Back in ’13, we wrote about a little diddy called “A Song of Our Warming Planet.” The composition put the Earth’s warming from 1880 to 2012 to music — every note corresponded to a year, with the pitch representing a temperature. Now, the composers from the University of Minnesota are back with a new song. This piece, called “Planetary Bands, Warming World,” translates global warming data from different regions of the world to music. And it’s pretty damn amazing.

The co-composers, undergraduate Daniel Crawford and geography professor Scott St. George, set out to represent climate data with a string quartet rather than with the maps and spreadsheets we usually see. The music is written based on surface temperature data from NASA’s Goddard Institute for Space Studies. Here’s Crawford with the details:

The cello matches the temperature of the equatorial zone. The viola tracks the mid-latitudes. The two violins separately match the temperatures of the high altitudes and the arctic.

The pitch of each note is tuned to the average annual temperature of that region.

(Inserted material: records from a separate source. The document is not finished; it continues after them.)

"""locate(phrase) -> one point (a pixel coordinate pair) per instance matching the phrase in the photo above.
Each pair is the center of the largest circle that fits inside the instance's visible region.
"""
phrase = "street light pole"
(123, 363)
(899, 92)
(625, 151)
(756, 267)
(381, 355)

A really low note on the cello means the equatorial zone was cold that year, and a really high note on the violin means warm weather stretching across the arctic.

When we blend the four instruments together, the four regions, together, you’re able to hear quite clearly how temperatures fluctuate across the globe, from the equator to the North Pole.

And if we start the performance in 1880 and end at the present, you can hear how much temperatures have increased and what regions have warmed the most.

If you don’t get emotional from listening to string quartet music already (what? gets me every time), you’ll definitely be getting major goosebumps when you hear the cadence — and eventual crescendo — of climate change across the globe.